Il progetto è stato proposto dalla regione Lazio alla comunità
europea, che l’ha accettato. Il fine era quello di ricostruire la spiaggia
asportata dal mare. Già, ma dato che la spiaggia viene asportata dal mare
per una serie di fattori su cui non si vuole o può intervenire (quali il
cambiamento climatico e l’eccessiva antropizzazione della costa), non ci
voleva molto a capire che sarebbe stato un fallimento.
Una cosa che è stata sotto gli occhi di tutti fu la moria immediata
di vari animali marini,
purtroppo per loro non appartenenti a specie protette.
Qualche animale ha tentato, ai primi scarichi di sabbia, di fuggire,
sbagliando direzione e andando verso la terra ferma.
La sabbia è andata a coprire montagne di immondizie accumulate da
anni sulla riva, e che nessuno ha avuto il buon senso di rimuovere.
Abbiamo tempestato di proteste il sindaco che ha spiegato l'utilità
e la necessità di questa operazione e di come non stesse a lui valutare
l'impatto ambientale di quello che stava accadendo.

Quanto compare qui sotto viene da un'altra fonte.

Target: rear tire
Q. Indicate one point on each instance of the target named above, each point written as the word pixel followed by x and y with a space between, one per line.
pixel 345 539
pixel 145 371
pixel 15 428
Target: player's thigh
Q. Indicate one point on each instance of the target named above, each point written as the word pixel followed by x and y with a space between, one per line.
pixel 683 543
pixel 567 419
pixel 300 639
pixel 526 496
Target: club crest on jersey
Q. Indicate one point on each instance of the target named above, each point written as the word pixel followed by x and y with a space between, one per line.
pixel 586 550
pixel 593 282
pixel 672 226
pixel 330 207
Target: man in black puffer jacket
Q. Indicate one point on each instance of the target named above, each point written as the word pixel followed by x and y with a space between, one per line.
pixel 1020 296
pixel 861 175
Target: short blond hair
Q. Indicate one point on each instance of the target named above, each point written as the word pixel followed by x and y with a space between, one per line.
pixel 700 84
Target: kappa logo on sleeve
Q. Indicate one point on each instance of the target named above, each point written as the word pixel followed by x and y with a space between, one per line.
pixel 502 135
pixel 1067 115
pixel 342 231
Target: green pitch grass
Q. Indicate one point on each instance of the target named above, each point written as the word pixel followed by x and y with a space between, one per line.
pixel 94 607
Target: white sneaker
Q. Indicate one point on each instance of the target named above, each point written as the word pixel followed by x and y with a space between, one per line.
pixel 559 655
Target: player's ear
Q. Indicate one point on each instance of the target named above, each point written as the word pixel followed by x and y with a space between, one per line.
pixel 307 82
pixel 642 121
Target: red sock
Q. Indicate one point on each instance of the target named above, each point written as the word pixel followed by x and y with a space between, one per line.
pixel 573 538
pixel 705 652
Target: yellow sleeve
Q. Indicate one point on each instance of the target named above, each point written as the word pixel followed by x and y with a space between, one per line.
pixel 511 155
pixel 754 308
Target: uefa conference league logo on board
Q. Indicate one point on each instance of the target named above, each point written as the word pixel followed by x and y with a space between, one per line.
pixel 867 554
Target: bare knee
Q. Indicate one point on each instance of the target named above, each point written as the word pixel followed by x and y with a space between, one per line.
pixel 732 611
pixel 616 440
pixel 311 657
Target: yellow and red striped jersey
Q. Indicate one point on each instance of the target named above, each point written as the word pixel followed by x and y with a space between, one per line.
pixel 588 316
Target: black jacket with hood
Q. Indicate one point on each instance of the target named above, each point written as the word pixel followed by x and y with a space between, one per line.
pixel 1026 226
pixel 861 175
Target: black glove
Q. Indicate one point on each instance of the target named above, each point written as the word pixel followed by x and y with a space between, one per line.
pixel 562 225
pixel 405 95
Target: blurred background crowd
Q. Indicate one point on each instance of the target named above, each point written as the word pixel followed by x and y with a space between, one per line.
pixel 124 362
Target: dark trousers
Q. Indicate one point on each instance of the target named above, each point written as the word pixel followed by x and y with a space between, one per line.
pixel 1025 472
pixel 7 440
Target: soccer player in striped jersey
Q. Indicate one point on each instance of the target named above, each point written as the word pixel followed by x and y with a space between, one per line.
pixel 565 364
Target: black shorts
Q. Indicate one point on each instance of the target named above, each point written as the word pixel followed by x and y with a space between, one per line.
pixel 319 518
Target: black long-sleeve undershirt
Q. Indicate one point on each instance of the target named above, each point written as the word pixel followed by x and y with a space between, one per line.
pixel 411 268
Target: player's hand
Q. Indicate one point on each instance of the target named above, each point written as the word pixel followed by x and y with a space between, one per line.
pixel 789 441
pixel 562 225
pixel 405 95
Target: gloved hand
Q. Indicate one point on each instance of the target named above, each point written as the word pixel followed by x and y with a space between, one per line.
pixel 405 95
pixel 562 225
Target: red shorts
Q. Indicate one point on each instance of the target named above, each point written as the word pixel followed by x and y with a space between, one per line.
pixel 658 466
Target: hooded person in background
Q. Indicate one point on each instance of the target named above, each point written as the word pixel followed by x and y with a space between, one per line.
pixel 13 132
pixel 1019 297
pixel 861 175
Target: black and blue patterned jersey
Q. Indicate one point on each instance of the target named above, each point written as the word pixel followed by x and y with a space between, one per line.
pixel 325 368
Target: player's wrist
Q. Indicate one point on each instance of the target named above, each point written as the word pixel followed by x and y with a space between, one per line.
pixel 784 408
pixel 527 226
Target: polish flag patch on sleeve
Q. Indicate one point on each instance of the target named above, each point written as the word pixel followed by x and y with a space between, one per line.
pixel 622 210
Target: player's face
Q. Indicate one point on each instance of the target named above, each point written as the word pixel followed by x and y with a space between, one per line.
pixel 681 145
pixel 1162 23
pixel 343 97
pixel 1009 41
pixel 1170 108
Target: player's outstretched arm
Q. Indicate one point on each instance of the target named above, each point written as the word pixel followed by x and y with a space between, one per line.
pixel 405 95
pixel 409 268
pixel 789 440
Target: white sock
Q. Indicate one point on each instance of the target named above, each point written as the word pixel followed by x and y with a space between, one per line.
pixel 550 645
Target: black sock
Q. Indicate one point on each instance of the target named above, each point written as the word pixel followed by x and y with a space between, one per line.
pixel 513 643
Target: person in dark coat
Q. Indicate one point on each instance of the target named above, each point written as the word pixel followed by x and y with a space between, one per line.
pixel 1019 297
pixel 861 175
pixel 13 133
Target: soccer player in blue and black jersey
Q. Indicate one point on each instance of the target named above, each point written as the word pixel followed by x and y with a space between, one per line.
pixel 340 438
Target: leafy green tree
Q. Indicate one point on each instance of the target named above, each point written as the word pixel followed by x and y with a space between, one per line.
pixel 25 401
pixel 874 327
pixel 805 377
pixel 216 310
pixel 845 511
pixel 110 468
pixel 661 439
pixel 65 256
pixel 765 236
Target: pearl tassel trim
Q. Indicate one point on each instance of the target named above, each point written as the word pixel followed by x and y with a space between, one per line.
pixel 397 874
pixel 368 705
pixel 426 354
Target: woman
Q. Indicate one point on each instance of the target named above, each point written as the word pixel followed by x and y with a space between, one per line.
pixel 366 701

A difesa dell’operazione è stato organizzato il convegno "Ladispoli,
rinasce il litorale con una splendida spiaggia" in cui si esaltava
questa grande "ricostruzione", tecnicamente detta “ripascimento”.
Non ci voleva molto per capire che questa devastazione ambientale che
ha ammazzato migliaia di abitanti della spiaggia non sarebbe servita a
molto.
Infatti le mareggiate hanno in ottobre
asportato gran parte della sabbia scaricata: leggiamo sul Messaggero
dell’8 ottobre 2003: Ladispoli, la spiaggia non c’è più. Visti
i risultati possiamo affermare che l’unico “ripascimento” proficuo è
stato quello delle tasche di
chi si è appaltato i lavori.
Adesso gli operatori balneari vorrebbero chiedere alla Regione di
anticipare le opere di ripascimento previste fra due anni (con le
conseguenze immaginabili per la fauna).
Aiutiamo Nadia a combattere contro questo scandalo e “ripasciamo”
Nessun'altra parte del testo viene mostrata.